Armed with two positive phase 3 trial readouts and the hope that at least one will show a significant patient survival benefit, GSK thinks it has the data to convince doctors and the FDA that the once-failed antibody-drug conjugate (ADC) Blenrep can work in multiple myeloma.
In a second phase 3 win, Blenrep cut the risk of cancer progression or death by 48% compared with Takeda’s Velcade (V) in their respective combinations with Bristol Myers Squibb’s Pomalyst (P) and the steroid dexamethasone (d). The results came from the DREAMM-8 trial conducted in multiple myeloma patients who had tried at least one prior line of therapy and were shared at the American Society of Clinical Oncology 2024 annual meeting.
After a median follow-up of 21.8 months, the median progression-free survival (PFS) was still not reached for the Blenrep arm, versus 12.7 months for control.
The latest data set follows a recent readout from the DREAMM-7 trial, in which Blenrep beat Johnson & Johnson’s Darzalex (D) by 59% on PFS in their respective pairings with Vd. That study also tested the regimens in the second line or later.
With the two positive trials, GSK plans to file Blenrep with the FDA in the second half of this year, Hesham Abdullah, M.D., GSK’s head of oncology R&D, told Fierce Pharma. The company hopes to reintroduce Blenrep in the U.S. following a market withdrawal in the late-line setting, which was triggered by the drug’s phase 3 flop as a monotherapy.
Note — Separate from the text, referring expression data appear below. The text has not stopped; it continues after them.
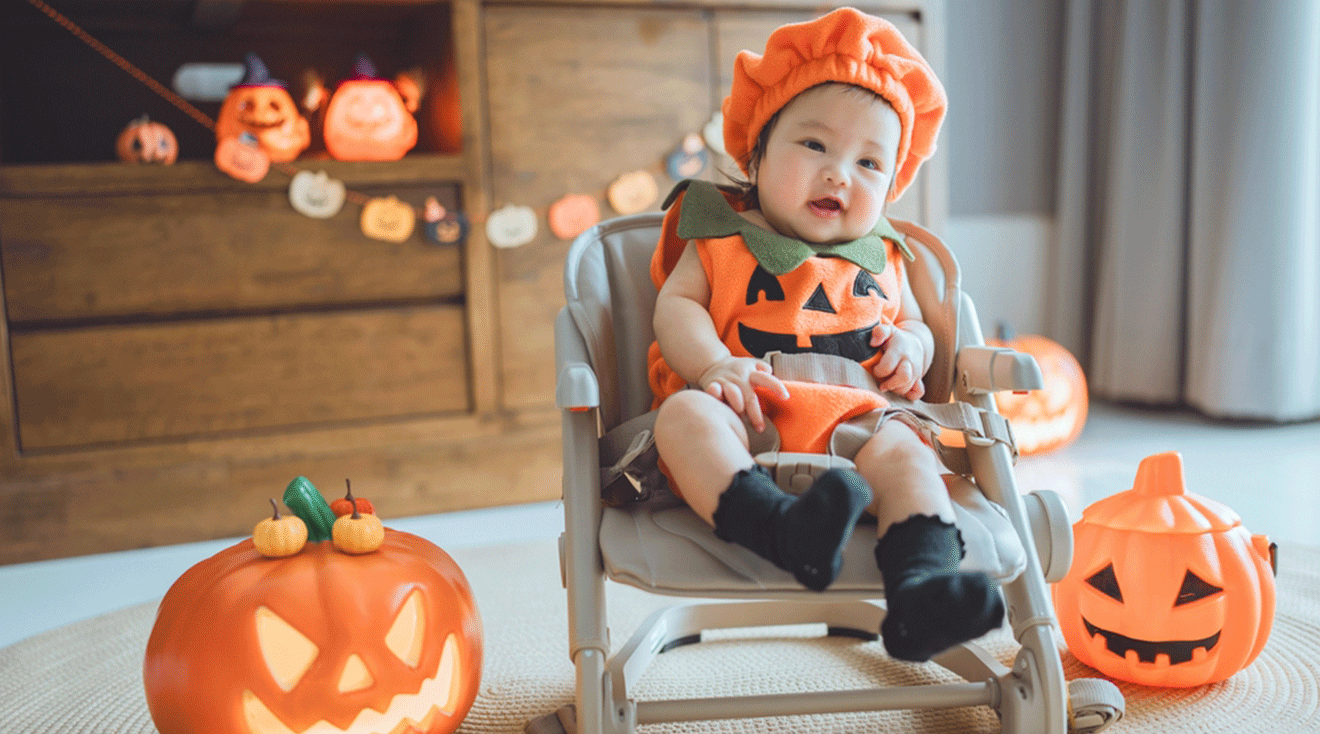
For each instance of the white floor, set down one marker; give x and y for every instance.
(1270, 474)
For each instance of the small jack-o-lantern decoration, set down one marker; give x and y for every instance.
(263, 107)
(145, 141)
(1050, 417)
(368, 118)
(384, 640)
(1166, 588)
(242, 159)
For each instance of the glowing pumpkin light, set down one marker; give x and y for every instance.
(1050, 417)
(1167, 588)
(263, 107)
(378, 640)
(368, 118)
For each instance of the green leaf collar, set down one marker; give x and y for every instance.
(706, 214)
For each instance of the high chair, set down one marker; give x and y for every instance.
(660, 545)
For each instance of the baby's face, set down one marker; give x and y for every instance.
(828, 165)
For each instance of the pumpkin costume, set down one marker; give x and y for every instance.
(779, 295)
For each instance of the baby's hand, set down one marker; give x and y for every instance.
(734, 379)
(899, 368)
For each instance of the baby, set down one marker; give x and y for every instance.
(829, 126)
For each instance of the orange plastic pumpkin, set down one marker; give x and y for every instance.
(1050, 417)
(386, 640)
(145, 141)
(368, 118)
(263, 107)
(1167, 588)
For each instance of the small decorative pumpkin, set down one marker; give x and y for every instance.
(263, 107)
(379, 642)
(573, 214)
(1051, 417)
(388, 219)
(511, 226)
(347, 503)
(1167, 588)
(368, 118)
(316, 194)
(279, 537)
(242, 159)
(632, 192)
(147, 141)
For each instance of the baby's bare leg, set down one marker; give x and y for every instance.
(704, 444)
(931, 603)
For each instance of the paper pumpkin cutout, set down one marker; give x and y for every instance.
(242, 159)
(632, 192)
(147, 141)
(316, 194)
(688, 160)
(263, 107)
(384, 640)
(388, 219)
(1166, 588)
(573, 215)
(511, 226)
(449, 230)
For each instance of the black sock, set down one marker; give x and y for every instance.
(803, 535)
(932, 606)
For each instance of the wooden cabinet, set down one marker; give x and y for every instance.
(176, 346)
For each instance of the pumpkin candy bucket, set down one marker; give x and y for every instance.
(374, 630)
(1166, 588)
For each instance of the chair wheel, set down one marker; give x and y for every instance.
(1093, 704)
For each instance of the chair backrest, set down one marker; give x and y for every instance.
(611, 300)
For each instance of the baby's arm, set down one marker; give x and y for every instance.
(691, 346)
(907, 347)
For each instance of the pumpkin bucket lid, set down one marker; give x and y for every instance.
(1159, 503)
(256, 74)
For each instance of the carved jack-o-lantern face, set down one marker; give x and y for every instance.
(1166, 588)
(269, 115)
(145, 141)
(842, 305)
(1054, 416)
(367, 120)
(382, 642)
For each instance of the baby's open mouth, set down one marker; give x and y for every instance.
(825, 205)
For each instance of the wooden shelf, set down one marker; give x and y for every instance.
(112, 178)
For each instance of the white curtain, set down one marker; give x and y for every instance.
(1187, 268)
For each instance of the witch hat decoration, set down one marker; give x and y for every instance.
(256, 74)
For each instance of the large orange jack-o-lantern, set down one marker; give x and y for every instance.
(1166, 588)
(263, 107)
(331, 638)
(368, 118)
(1050, 417)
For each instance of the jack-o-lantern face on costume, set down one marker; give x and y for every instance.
(271, 115)
(383, 642)
(1166, 588)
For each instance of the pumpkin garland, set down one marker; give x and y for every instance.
(330, 636)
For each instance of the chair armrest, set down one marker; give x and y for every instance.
(982, 370)
(576, 386)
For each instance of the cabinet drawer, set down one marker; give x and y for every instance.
(169, 380)
(209, 252)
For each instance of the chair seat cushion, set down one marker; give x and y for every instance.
(664, 547)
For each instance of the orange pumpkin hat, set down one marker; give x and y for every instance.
(846, 46)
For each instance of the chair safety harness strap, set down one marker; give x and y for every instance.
(630, 462)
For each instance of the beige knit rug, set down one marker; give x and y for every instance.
(86, 677)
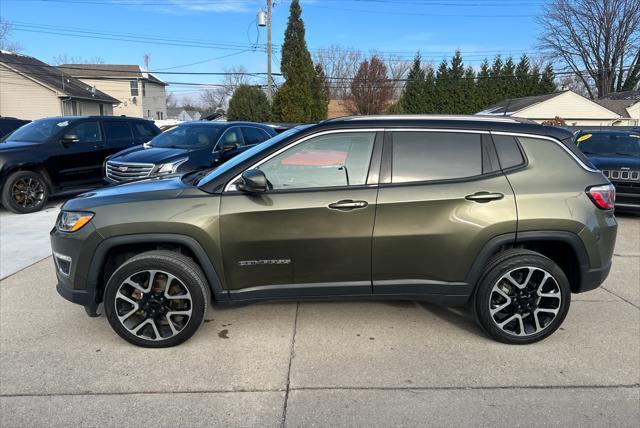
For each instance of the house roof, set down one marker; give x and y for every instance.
(53, 78)
(124, 71)
(512, 105)
(625, 95)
During an ASCO press briefing on Saturday, Suzanne Trudel, M.D., from Princess Margaret Cancer Centre in Canada, who presented the DREAMM-8 results, and Oreofe Odejide, M.D., an ASCO-invited expert from Dana-Farber Cancer Institute, said the data support Blenrep’s return as a treatment option for relapsed myeloma.
If approved, Blenrep, a BCMA-directed ADC, will compete with J&J and Legend Biotech’s powerful BCMA CAR-T therapy, Carvykti, in second-line treatment, plus BMS' rival CAR-T, Abecma, in later lines.
By a cross-trial comparison, the 48% PFS benefit seen in Blenrep’s latest DREAMM-8 study looks smaller than the 59% result recorded by Carvykti in its CARTITUDE-4 trial. The Carvykti study used PVd or DPd in the control group.
Abdullah said GSK is optimistic that the earlier DREAMM-7 study will be able to meet statistical significance on overall survival. At a prior interim analysis, Blenrep-Vd preliminarily pared down the risk of death by 43% versus PVd. At the time, the showing just narrowly missed statistical significance.
By comparison, J&J’s Carvykti was also linked to a preliminary 43% reduction in the risk of death versus PVd or DPd during a recent data cut, although that number remained immature. Bristol Myers’ Abecma, in a third-line setting, didn’t show any patient survival benefit in the phase 3 KarMMa-3 study without adjusting for patient crossovers. Given the progress of that study, the FDA figured it’s unlikely that the BMS trial will eventually hit statistical significance on overall survival.
As for the current DREAMM-8 trial, Blenrep showed a favorable trend toward a 23% reduction in the risk of death at the interim analysis. GSK expects the size of benefit will widen over time, Abdullah said, without expressing the same level of confidence on reaching statistical significance.
Abdullah also flagged some important differences between the trials. In DREAMM-7, about half of the trial participants had tried BMS’ Revlimid, including 30% who were refractory to the immunomodulating agent. In DREAMM-8, all patients had previously tried Revlimid, including 80% who were refractory.
Besides the trials' efficacy results, there’s the CAR-T therapies’ known drawbacks around lengthy manufacturing timelines and complicated administration procedures. The drugs are required to be given at designated treatment centers.
Both CAR-T trials recorded an early risk of death for patients in the cell therapy groups. As the early death cases were mostly seen in patients who didn’t live long enough to receive their assigned CAR-T therapies, the FDA has argued that these individualized medicines’ production timelines were to blame.
Conversely, Blenrep didn’t have that early death signal. As an off-the-shelf therapy, it could be more accessible to patients in the community setting, where more than 70% of myeloma patients are currently treated, Abdullah noted.
“Access, consistency of treatment effects and that effect across multiple patient subgroups, and overall survival” will be the key differentiators for Blenrep, the GSK exec said.
Based on the positive results in previously treated patients, both J&J/Legend and BMS have kicked off phase 3 trials for their CAR-Ts in the first-line setting. GSK is taking a pause to dig into Blenrep’s existing data and mull over its earlier-line strategy, Abdullah said.